Another theoretical example, don’t use it, on Page 57:

    match email:Email
    where emai.id='1234'
    create (alice)-[:REPLIED_TO]->(email);
    create (davina)-[:FORWARDED]->(email)-[:TO]->(charlie);

Page 57, bottom:

   match
        (alice:User),
        (bob:User),
        (charlie:User),
        (davina:User),
        (edward:User)
    where
        alice.username='Alice' and
        bob.username='Bob' and
        charlie.username='Charlie' and
        davina.username='Davina' and
        edward.username='Edward'
     create
        (email_6:Email {id: '6', content: 'email'}),
        (bob)-[:SENT]->(email_6),
        (email_6)-[:TO]->(charlie),
        (email_6)-[:TO]->(davina),
        (reply_1:Email {id: '7', content: 'response'}),
        (reply_1)-[:REPLY_TO]->(email_6),
        (davina)-[:SENT]->(reply_1),
        (reply_1)-[:TO]->(bob),
        (reply_1)-[:TO]->(charlie),
        (reply_2:Email {id: '8', content: 'response'}),
        (reply_2)-[:REPLY_TO]->(email_6),
        (bob)-[:SENT]->(reply_2),
        (reply_2)-[:TO]->(davina),
        (reply_2)-[:TO]->(charlie),
        (reply_2)-[:CC]->(alice),
        (reply_3:Email {id: '9', content: 'response'}),
        (reply_3)-[:REPLY_TO]->(reply_1),
        (charlie)-[:SENT]->(reply_3),
        (reply_3)-[:TO]->(bob),
        (reply_3)-[:TO]->(davina),
        (reply_4:Email {id: '10', content: 'response'}),
        (reply_4)-[:REPLY_TO]->(reply_3),
        (bob)-[:SENT]->(reply_4),
        (reply_4)-[:TO]->(charlie),
        (reply_4)-[:TO]->(davina);

Page 58,bottom:

    match
        (email:Email),
        p=(email)<-[:REPLY_TO*1..4]-()<-[:SENT]-(replier)
    where
        email.id='6'
    return
        replier.username AS replier, length(p) - 1 AS depth
    order by
        depth;

Page 60:

    match
        (alice:User),
        (bob:User),
        (charlie:User),
        (davina:User)
    where
        alice.username='Alice' and
        bob.username='Bob' and
        charlie.username='Charlie' and
        davina.username='Davina'
    create
        (email_11:Email {id: '11', content: 'email'}),
        (alice)-[:SENT]->(email_11)-[:TO]->(bob),
        (email_12:Email {id: '12', content: 'email'}),
        (email_12)-[:FORWARD_OF]->(email_11),
        (bob)-[:SENT]->(email_12)-[:TO]->(charlie),
        (email_13:Email {id: '13', content: 'email'}),
        (email_13)-[:FORWARD_OF]->(email_12),
        (charlie)-[:SENT]->(email_13)-[:TO]->(davina);

Page 61:

   match
        (email:Email),
        (email)<-[f:FORWARD_OF*]-()
    where
        email.id='11'
    return
        count(f);

Other approaches

node_auto_index

One other possibility would be to use the node_auto_index instead (by uncommenting the related statements in the neo4j.properties file, and setting the appropriate properties to be indexed).
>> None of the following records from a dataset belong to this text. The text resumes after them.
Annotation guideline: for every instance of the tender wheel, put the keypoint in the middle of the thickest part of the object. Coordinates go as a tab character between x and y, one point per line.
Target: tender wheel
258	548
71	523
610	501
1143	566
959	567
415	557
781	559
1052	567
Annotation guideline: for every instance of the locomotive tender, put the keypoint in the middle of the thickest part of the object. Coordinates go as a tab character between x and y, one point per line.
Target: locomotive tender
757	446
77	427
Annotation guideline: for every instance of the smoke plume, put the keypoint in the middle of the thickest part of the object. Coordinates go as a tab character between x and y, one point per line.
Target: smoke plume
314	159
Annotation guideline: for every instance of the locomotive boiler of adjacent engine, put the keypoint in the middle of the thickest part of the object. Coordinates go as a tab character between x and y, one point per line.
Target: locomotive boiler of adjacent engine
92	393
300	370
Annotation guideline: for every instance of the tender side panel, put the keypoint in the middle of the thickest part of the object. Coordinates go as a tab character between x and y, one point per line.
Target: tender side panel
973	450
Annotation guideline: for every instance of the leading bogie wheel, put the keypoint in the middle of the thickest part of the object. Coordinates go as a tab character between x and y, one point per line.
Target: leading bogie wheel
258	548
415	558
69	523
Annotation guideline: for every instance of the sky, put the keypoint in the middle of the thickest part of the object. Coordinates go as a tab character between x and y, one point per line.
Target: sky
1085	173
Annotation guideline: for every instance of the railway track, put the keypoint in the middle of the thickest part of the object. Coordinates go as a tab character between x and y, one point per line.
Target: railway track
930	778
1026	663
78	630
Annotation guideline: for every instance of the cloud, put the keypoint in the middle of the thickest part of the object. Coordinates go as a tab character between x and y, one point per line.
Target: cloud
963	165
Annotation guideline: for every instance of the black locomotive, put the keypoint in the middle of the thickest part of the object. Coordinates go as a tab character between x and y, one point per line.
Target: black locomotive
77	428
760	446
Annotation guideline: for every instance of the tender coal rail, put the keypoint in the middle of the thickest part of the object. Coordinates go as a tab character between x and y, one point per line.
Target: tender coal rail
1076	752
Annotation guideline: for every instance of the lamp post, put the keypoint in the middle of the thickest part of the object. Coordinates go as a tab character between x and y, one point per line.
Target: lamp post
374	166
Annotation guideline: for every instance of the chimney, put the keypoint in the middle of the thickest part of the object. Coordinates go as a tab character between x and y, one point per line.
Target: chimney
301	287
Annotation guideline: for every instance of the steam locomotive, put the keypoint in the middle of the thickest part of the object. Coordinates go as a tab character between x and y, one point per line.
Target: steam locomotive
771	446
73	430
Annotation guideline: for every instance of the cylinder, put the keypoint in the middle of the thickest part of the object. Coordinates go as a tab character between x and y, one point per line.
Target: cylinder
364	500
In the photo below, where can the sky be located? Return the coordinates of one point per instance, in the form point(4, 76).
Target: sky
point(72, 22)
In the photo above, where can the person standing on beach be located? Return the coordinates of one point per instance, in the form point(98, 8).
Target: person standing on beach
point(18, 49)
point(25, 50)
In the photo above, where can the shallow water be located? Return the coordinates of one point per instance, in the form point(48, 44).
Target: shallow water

This would then turn the query:

START   theater=node:venue(name='Theatre Royal') return theater;

into:

START   theater=node:node_auto_index(name='Theatre Royal') return theater;

This would be doable I guess.One could not only index name, but a property called label as well, to avoid namespace issues. But I guess this would

  1. contradict the efforts of labels in the 2.0 version, and

  2. lead to one gigantic index for all of the properties of all of the nodes.

So even though it works for the book, don’t see it as a good way forward.